Cutting-edge Semiconductor Production

Printed semiconductors are designed using the same electronic design automation (EDA) tools used for traditional integrated circuits. The finished layout is then translated into files the printer can read.

It is essential that the functional materials and substrates have the right composition and properties. NANOIDENT follows a rigorous incoming inspection process, where all materials are subjected to a variety of sophisticated chemical, electrical, optical, and mechanical tests.

The materials to be printed - conducting, semiconducting, etc. - consist of conjugated polymers and/or nanoparticles in solvents, which must be specially formulated for use in industrial printing systems, such as screen-printers, offset-printers, or inkjet printers. It is important that the viscosity is correctly adjusted to the printing technique - for instance, with inkjet the "ink" must be thin enough to pass through the tiny nozzles on an inkjet print head, but thick enough that the correct amount is deposited.
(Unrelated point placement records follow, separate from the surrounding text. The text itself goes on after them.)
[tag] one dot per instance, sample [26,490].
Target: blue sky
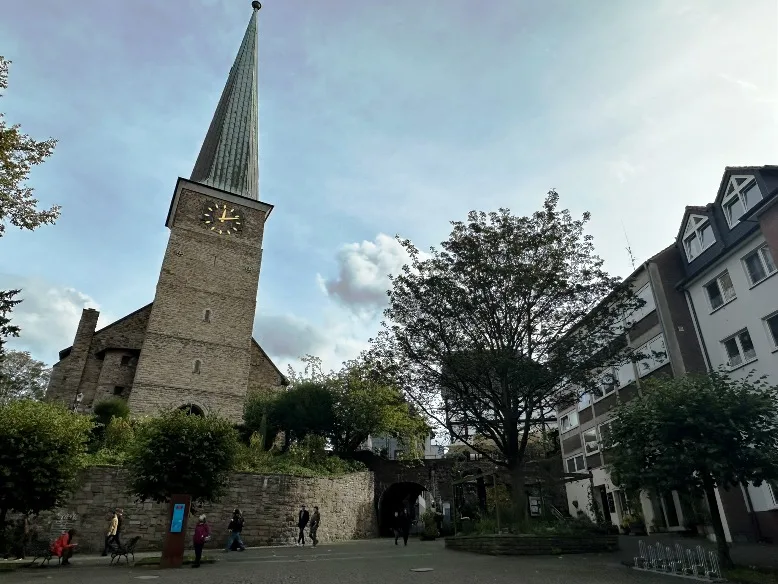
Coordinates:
[375,119]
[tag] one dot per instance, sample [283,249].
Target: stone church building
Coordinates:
[192,347]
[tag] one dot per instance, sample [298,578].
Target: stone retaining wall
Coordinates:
[532,545]
[269,504]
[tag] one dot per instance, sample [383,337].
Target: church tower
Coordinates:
[197,348]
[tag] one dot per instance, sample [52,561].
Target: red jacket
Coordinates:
[61,544]
[201,532]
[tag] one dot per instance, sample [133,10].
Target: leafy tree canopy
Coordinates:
[696,432]
[41,451]
[107,409]
[345,407]
[22,377]
[176,453]
[18,154]
[482,334]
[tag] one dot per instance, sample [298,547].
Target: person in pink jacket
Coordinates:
[202,535]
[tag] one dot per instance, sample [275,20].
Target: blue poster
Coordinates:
[177,524]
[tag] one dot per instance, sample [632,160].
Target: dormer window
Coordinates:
[698,236]
[741,195]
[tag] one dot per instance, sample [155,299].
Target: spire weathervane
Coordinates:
[229,156]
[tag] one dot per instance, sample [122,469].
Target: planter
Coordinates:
[533,545]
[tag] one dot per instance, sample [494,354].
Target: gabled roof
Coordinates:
[688,212]
[283,377]
[65,352]
[731,171]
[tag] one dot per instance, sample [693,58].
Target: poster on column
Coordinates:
[177,523]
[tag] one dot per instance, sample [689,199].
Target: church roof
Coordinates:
[228,158]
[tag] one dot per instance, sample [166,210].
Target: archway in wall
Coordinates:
[392,499]
[192,410]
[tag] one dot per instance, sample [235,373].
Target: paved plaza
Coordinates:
[362,562]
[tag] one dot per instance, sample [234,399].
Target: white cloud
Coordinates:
[363,274]
[48,316]
[287,337]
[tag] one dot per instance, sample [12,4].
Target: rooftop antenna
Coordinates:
[629,247]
Additives may be required to ensure uniform layers or to adjust drying times. The material is then tested to ensure properties such as surface tension, viscosity, and chemical structure meet very narrow specifications.

Printed semiconductors can be printed on a wide variety of substrates, including glass, plastic, or ceramic. The material can be rigid or flexible, flat or curved, thick or as thin as 20 micrometers. Before printing, the substrate must be cleaned and treated to ensure proper surface properties.
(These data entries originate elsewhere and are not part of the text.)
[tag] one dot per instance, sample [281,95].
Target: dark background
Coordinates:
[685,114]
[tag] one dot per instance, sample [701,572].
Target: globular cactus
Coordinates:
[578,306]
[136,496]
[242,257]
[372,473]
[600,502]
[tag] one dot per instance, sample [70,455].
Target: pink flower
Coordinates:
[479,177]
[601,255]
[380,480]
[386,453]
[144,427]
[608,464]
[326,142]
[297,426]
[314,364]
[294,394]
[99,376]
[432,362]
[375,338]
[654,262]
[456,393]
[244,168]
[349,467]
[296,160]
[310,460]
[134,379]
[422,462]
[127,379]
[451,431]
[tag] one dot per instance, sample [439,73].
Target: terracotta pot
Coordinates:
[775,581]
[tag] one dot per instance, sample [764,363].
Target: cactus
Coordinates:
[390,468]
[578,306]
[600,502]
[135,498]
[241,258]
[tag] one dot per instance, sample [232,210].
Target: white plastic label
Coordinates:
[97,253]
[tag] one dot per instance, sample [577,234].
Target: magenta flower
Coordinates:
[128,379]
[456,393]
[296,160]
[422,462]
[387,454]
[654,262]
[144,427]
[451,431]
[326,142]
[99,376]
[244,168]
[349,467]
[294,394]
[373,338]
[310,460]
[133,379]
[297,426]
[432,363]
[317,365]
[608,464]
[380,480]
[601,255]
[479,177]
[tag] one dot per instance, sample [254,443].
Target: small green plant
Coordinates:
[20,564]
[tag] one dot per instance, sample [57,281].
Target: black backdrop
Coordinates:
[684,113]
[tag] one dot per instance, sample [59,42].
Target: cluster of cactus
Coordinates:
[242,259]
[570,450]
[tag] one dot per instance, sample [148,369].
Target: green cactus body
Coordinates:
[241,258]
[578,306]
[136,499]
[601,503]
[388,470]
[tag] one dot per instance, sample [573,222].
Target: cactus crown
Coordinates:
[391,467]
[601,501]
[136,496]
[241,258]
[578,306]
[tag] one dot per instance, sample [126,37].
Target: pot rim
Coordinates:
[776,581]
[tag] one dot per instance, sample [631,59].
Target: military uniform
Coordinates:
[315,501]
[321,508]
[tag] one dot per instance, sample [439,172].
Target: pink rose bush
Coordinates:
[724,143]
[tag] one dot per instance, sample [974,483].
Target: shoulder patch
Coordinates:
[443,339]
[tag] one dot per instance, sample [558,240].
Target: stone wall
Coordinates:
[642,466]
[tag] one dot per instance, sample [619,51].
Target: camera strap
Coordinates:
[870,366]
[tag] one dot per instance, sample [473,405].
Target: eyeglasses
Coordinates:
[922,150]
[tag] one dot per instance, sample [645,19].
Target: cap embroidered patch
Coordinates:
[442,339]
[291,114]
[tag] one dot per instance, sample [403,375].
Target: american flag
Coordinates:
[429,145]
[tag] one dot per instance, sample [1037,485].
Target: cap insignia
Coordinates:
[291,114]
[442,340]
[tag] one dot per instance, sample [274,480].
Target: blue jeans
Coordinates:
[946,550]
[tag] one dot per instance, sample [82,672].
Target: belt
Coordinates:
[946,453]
Printing is done one layer and one "ink" at a time (semiconductor, conductor, insulator, resistor, and dielectric), each deposited using industrial printing systems such as inkjet printers. With typical layer thickness between 20 - 200 nanometers and feature sizes as small as 10 micrometers, a great degree of accuracy is required. The layers must align precisely for the device to function properly. To achieve this, the substrate is mounted on a computer-controlled X-Y table, a precision instrument with high-speed linear motors enabling precise control of movement with sub-micrometer accuracy.
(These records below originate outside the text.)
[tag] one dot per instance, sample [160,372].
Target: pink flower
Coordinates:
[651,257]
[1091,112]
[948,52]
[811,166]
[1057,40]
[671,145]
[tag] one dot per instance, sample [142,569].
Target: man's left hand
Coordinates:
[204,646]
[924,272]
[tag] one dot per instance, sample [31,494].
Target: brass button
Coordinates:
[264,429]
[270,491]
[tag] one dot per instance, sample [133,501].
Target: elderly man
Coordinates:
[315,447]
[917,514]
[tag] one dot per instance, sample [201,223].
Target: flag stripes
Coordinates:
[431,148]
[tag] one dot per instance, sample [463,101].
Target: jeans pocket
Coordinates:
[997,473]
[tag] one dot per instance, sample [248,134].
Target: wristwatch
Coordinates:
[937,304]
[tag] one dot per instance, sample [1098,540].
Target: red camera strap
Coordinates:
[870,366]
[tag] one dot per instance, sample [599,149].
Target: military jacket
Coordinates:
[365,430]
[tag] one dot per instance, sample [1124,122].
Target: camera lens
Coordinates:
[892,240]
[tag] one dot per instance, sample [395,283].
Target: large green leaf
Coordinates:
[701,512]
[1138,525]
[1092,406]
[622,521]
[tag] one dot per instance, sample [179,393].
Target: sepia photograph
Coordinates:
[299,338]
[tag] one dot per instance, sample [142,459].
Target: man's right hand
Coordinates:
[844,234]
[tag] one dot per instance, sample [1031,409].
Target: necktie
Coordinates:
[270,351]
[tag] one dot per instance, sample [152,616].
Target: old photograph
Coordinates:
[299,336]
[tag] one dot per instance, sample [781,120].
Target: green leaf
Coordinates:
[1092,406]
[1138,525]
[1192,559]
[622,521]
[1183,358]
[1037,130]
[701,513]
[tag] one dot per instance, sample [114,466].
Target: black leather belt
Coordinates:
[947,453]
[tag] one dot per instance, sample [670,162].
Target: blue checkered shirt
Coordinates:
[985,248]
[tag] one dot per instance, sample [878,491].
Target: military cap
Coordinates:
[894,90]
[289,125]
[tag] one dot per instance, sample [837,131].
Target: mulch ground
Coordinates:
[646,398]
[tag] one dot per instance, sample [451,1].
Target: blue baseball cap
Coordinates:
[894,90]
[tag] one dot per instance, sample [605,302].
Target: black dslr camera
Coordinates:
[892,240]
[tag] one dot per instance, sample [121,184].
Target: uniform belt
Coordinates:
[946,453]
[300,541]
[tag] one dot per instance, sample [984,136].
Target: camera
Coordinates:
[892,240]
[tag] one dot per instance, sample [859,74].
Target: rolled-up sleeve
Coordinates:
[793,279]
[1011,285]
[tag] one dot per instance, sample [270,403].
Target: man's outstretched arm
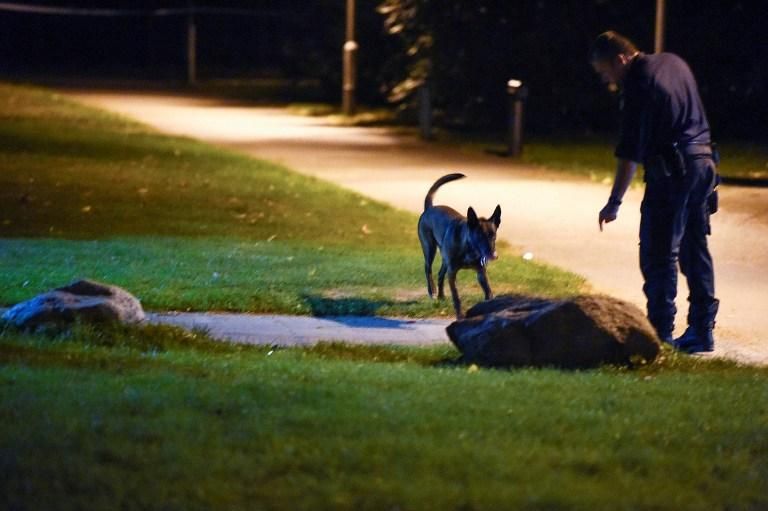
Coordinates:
[625,172]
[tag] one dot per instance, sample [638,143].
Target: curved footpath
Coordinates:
[550,214]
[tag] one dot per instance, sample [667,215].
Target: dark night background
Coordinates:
[468,48]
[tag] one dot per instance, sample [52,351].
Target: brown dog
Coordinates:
[464,243]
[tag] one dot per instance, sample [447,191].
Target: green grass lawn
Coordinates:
[593,156]
[155,418]
[183,225]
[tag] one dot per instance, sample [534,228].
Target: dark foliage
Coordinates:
[468,49]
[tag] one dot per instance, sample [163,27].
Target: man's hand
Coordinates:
[609,213]
[625,171]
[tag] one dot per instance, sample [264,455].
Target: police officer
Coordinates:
[664,127]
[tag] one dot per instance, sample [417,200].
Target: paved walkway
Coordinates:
[303,330]
[552,215]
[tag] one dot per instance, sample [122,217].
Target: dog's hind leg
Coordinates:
[429,247]
[455,294]
[441,280]
[482,279]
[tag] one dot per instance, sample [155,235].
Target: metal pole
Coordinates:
[658,41]
[191,49]
[515,143]
[425,110]
[349,57]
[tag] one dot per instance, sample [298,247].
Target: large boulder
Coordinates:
[84,300]
[584,332]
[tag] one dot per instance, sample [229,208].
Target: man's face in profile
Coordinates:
[611,71]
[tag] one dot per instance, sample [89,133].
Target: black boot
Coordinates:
[696,340]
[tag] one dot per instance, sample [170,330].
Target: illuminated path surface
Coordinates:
[304,330]
[552,215]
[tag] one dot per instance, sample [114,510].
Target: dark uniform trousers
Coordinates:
[674,227]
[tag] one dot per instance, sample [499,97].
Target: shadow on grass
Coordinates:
[333,307]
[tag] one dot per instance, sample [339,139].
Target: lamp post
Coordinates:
[191,46]
[349,57]
[518,93]
[658,39]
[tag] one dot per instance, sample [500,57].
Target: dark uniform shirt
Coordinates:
[660,105]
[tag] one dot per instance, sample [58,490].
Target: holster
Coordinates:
[713,201]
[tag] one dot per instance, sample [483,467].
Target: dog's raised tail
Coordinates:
[440,182]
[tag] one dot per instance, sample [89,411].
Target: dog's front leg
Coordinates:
[482,279]
[455,294]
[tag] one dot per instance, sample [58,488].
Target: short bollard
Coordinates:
[518,93]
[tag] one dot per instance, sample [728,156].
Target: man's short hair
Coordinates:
[610,45]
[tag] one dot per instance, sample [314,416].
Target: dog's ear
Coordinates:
[472,220]
[496,217]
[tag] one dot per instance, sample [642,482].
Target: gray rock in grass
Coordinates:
[84,300]
[587,331]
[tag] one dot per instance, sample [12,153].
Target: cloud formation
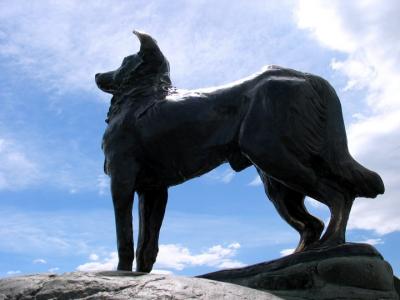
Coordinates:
[366,33]
[175,257]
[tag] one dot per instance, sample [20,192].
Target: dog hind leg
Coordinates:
[152,204]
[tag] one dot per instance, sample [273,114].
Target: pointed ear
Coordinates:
[148,45]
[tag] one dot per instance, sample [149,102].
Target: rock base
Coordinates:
[349,271]
[122,285]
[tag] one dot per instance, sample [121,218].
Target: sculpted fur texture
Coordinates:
[285,123]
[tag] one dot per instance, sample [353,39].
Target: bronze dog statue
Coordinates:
[286,123]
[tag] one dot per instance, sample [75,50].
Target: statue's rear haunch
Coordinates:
[285,123]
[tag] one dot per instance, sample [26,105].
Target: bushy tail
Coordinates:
[364,182]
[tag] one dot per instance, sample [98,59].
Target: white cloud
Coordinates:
[224,176]
[372,242]
[256,181]
[286,252]
[172,256]
[176,257]
[77,40]
[54,270]
[162,272]
[13,272]
[366,32]
[54,233]
[313,202]
[39,261]
[93,257]
[108,263]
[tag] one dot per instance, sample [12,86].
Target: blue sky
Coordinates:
[55,205]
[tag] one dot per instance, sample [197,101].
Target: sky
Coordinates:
[55,205]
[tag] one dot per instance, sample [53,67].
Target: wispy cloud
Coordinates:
[285,252]
[176,257]
[373,242]
[256,181]
[366,32]
[47,233]
[39,261]
[13,272]
[223,176]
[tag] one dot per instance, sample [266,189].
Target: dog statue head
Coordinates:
[142,73]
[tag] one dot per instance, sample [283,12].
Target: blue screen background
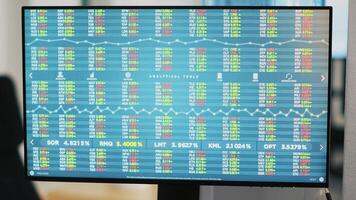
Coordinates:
[203,94]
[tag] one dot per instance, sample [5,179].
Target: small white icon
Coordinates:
[255,77]
[219,76]
[289,76]
[60,76]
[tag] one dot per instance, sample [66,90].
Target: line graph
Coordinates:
[192,111]
[176,41]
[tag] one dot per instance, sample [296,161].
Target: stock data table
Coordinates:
[193,94]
Quality assurance occurs as each layer is printed, using a machine vision system. A high-speed camera detects layer alignment, and the volume, thickness, and position of every drop in every structure of each device; this information is computer-analyzed, and defective components are immediately recognized and discarded.

Each layer must be dry before subsequent layers are printed. To speed drying time and improve electrical properties, each layer is specially cured. Curing temperature must be tightly controlled--high enough to treat the printed material, but not so high as to damage the substrate or previously printed layers.

Just as in a silicon fab, many devices may be printed on one substrate. Once all layers have been printed and cured, a computer-controlled laser or glass dicing system precisely cuts the individual pieces apart. All devices then go through an automated electrical/optical test.

If needed, other components can be attached to the substrate, such as a silicon microcontroller, for complex hybrid systems. The system would then be subjected to a functional test.

Printed electronics do not generally require the traditional moulded plastic chip packaging. Rather it is possible to print components and entire circuits directly onto a housing, display, or printed circuit board. Essentially, in many applications the substrate acts as the component packaging.